Geo Godley - This 43-year-old, pants-dropping weirdo, who claimed to be classically trained on piano, actually full-frontal flashed the audience while warbling his original "I'm A Stud," perhaps the most misleadingly titled song EVER--"traumatizing" Nicole in the process and prompting a nauseated Paula to flee into the hallway, suffering from dry heaves. "What the bloody hell was that?" barked Simon. But L.A. was even tougher, ordering eoo off the premises with: "That was offensive, disgusting, distasteful, upsetting. Get him out of the building!" And so Geo left with his tail between his legs and his pants around his ankles, seeming utterly puzzled that Simon and L.A. didn't think "I'm A Stud" was a surefire smash hit.
Niki Collins - It's true that when it comes to a competition like this, confidence is half the battle. Niki had that...but she lost the other half of the battle because she sang horrifically enough to make even Dan and Venita blanch. She rendered Mariah Carey's "Emotions" so unrecognizable, even L.A. Reid, a man instrumental in actually signing Mariah, probably didn't know what song it was. And none of the emotions the judges were feeling were very positive. Thankfully, Niki cut her own audition short ("I'm done," she shrugged), before Simon got around to it, but she still didn't seem to believe him when he told her she had a "horrible voice," nor did she 'fess up when Paula asked her if she'd auditioned on a dare. Instead, she chased the judges down in the stage wings after the show and threatened to post YouTube clips of her singing as soon as she got home. So step away from your computers, everyone! Niki's YouTube clips could cause server meltdown. You have been warned.
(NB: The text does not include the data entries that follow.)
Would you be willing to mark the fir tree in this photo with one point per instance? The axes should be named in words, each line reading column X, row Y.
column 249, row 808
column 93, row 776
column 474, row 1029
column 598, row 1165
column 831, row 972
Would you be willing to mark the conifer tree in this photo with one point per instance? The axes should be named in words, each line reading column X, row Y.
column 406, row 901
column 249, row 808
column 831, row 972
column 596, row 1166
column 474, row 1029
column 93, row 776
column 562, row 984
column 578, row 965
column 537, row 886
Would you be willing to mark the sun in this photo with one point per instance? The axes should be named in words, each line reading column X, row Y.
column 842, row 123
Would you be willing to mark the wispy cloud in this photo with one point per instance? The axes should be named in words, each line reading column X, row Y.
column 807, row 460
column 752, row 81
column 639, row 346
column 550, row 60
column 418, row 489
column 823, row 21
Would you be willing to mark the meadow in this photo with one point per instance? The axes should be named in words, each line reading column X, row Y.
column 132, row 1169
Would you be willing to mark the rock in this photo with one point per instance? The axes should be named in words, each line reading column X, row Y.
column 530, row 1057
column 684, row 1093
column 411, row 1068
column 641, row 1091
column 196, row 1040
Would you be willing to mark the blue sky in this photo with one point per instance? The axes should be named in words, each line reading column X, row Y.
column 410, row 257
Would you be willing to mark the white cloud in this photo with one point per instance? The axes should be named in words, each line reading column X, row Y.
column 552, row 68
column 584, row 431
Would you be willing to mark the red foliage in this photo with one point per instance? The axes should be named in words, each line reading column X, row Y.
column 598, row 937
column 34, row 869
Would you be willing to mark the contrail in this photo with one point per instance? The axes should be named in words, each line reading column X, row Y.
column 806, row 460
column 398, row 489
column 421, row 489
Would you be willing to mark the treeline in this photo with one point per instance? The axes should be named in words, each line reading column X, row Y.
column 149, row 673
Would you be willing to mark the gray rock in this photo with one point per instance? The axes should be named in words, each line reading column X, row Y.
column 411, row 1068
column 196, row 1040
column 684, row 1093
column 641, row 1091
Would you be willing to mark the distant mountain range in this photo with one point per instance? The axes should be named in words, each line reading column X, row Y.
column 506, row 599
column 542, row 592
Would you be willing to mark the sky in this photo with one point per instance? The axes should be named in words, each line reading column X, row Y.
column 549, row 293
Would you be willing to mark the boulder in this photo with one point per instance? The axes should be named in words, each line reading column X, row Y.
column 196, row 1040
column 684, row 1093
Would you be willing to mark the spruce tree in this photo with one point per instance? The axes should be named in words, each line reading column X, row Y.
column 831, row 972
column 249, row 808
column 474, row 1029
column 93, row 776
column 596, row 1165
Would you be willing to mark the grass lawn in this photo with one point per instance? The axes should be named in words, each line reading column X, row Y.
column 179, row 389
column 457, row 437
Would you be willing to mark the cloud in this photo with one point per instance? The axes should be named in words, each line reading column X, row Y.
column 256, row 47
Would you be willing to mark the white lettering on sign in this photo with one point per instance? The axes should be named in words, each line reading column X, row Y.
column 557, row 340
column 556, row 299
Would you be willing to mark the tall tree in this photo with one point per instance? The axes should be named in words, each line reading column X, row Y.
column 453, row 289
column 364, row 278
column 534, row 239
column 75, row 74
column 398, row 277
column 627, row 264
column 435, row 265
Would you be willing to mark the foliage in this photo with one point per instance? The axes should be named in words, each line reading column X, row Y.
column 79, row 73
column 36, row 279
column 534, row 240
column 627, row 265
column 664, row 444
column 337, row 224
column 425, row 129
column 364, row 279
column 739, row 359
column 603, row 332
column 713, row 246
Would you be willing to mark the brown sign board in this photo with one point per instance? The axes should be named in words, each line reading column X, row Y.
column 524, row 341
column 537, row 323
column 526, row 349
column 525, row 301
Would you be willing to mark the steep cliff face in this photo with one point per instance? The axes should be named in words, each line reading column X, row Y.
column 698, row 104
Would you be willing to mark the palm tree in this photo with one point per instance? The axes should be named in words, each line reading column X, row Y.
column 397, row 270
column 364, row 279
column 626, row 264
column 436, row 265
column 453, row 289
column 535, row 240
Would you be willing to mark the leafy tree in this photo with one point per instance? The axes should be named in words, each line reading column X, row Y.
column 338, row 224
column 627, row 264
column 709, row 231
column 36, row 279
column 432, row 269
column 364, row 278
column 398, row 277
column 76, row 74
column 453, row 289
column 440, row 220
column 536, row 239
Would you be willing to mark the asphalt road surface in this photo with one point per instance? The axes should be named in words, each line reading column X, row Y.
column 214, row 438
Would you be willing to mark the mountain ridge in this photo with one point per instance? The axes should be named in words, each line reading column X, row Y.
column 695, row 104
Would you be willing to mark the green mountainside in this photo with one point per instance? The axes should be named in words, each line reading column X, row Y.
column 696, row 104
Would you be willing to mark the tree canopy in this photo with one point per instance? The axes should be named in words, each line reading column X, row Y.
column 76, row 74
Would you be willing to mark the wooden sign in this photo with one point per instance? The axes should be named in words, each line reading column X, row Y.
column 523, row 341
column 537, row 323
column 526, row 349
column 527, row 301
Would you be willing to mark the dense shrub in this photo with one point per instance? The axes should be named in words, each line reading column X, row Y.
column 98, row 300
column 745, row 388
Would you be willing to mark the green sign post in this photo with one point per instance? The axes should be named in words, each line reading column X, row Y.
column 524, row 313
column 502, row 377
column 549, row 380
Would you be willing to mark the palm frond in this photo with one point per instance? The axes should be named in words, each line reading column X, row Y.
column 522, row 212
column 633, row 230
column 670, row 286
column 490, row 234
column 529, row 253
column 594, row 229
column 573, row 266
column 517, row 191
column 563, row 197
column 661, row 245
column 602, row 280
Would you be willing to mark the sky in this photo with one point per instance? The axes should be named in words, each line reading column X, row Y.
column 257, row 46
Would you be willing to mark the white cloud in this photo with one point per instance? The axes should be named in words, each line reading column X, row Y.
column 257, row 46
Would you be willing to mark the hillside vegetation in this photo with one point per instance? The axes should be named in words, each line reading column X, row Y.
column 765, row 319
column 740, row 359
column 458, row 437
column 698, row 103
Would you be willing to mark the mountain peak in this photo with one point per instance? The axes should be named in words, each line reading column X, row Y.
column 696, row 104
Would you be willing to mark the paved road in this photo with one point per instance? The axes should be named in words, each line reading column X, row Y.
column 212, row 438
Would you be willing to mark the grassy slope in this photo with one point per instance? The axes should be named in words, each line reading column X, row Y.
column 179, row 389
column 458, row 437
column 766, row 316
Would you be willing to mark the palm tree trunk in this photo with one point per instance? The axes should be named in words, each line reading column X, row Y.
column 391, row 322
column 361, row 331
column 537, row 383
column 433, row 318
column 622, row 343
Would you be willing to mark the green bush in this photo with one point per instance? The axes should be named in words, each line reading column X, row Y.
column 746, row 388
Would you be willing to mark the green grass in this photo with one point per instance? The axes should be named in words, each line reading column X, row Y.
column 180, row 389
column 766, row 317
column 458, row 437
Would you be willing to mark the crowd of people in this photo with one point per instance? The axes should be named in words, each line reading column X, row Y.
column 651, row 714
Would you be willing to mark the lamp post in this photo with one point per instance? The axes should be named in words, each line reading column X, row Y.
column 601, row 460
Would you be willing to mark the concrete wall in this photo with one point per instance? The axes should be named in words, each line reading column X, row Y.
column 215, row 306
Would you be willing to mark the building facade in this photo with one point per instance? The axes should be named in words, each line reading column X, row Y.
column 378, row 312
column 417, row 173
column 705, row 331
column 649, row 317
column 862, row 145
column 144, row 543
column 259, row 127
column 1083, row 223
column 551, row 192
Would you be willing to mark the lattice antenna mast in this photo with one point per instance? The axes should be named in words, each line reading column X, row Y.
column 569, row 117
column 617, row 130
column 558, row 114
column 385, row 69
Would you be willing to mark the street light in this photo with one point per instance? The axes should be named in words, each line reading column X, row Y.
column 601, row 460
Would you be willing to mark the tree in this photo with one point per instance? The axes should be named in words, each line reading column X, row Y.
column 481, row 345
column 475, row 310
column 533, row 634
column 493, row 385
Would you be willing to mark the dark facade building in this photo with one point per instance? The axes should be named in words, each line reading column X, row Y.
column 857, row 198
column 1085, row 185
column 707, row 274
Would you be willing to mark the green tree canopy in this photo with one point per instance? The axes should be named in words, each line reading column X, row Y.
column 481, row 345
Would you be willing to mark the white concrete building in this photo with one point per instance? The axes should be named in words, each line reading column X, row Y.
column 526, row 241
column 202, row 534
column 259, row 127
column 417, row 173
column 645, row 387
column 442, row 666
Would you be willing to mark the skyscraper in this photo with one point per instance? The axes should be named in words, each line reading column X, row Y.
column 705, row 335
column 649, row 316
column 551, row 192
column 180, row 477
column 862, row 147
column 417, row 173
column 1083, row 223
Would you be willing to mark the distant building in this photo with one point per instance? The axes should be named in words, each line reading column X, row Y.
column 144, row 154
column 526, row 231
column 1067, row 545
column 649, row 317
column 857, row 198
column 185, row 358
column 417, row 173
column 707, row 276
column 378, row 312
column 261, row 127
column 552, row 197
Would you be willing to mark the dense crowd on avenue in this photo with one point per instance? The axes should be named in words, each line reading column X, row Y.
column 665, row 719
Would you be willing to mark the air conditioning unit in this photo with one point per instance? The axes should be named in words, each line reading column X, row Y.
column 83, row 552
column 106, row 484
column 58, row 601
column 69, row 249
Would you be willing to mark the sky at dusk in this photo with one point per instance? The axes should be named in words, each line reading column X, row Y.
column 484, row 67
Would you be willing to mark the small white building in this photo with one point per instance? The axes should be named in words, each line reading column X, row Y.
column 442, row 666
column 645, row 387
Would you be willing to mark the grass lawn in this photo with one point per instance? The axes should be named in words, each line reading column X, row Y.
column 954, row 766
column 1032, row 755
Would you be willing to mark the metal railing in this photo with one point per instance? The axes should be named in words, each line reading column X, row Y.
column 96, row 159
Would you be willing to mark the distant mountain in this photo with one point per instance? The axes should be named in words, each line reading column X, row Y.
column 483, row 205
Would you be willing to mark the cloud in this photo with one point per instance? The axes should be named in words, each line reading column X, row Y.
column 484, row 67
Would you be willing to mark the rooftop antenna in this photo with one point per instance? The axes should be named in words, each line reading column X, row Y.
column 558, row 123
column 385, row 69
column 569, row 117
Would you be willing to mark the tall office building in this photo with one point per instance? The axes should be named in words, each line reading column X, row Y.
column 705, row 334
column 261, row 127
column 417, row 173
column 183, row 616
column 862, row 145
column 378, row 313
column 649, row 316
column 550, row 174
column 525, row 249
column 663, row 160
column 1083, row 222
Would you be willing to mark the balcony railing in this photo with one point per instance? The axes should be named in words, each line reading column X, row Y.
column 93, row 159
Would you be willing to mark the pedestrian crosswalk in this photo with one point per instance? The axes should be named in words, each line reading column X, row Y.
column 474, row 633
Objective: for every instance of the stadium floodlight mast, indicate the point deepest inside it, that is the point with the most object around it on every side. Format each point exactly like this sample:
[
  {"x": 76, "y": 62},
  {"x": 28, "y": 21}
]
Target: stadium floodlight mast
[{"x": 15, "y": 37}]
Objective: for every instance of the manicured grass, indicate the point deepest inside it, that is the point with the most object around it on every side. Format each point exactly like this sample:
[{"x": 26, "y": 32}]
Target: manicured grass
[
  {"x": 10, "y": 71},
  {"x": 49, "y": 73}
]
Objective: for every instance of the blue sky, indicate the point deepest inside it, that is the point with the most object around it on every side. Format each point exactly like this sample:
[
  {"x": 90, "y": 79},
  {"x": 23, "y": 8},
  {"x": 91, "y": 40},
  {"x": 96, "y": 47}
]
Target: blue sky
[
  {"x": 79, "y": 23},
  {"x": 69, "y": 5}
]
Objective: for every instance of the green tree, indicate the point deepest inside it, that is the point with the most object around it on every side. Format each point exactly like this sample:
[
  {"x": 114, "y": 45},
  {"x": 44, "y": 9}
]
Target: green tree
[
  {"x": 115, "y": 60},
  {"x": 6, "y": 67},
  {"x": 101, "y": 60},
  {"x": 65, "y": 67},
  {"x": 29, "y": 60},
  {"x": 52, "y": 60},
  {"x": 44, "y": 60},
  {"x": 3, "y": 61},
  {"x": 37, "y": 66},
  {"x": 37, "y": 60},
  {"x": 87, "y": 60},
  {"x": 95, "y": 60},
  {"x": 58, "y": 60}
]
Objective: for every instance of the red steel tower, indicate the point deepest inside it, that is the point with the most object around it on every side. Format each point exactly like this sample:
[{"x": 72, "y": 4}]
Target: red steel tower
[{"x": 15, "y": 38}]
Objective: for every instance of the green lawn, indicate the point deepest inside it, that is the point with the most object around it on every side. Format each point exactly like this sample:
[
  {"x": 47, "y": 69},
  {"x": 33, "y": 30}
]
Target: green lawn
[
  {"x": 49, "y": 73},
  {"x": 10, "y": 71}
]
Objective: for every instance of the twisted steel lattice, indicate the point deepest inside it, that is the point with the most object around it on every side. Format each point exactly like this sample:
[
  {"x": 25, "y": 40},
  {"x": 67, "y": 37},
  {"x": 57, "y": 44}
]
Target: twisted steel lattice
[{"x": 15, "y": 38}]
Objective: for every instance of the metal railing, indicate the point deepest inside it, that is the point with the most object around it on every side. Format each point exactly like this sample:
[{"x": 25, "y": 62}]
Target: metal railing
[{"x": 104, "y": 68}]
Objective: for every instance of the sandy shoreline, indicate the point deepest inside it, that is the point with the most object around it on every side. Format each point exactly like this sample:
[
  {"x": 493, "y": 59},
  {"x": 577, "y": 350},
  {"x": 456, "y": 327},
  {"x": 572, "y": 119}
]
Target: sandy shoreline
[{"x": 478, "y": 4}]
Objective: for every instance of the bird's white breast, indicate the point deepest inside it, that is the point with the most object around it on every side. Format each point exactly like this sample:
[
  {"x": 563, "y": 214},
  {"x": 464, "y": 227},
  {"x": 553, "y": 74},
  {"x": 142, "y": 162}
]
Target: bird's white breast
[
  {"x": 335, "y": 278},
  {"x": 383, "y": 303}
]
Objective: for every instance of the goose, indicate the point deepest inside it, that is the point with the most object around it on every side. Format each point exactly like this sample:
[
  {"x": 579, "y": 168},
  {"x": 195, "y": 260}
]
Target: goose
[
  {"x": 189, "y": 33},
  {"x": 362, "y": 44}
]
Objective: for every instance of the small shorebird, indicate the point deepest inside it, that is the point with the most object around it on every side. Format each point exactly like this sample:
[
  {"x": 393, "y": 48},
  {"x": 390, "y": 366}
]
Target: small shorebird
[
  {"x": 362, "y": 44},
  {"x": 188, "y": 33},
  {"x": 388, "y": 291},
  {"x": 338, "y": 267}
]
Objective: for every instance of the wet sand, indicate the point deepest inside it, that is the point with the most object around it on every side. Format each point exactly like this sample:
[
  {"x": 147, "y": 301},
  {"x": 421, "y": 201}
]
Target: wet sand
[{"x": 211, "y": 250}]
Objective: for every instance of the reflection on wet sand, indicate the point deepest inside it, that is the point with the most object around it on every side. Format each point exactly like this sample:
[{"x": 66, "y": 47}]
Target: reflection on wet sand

Darren Michaels - This 40-year-old, mullet-headed struggling musician claimed, with a devilish laugh and twinkling eye, that his poor girlfriend has so far sunk $100,000 into his career. Hey, if she's that deluded, she ought to consider investing in Niki Collins, too. Sigh. What some women will do for love, huh? And if Darren's lady was hoping to be reimbursed when Darren won this show's $5 million, she better move on to a plan B, hopefully one that does not involve dating Darren, or at least doesn't involve Darren coming anywhere near a microphone. His whiny countrybilly rendition of "Like A Virgin," which Simon called "some sort of nightmare," was enough to make his girlfriend wish she'd never been touched for the very first time by this dude.
So there you have it. It looks like Simon Cowell has done it again. It remains to be seen if "The X Factor" can overtake "The Voice," "America's Got Talent," "The Sing-Off," or of course "American Idol," but judging from Wednesday's big, BIG premiere, this show is going to be huge. Simon wouldn't have it any other way.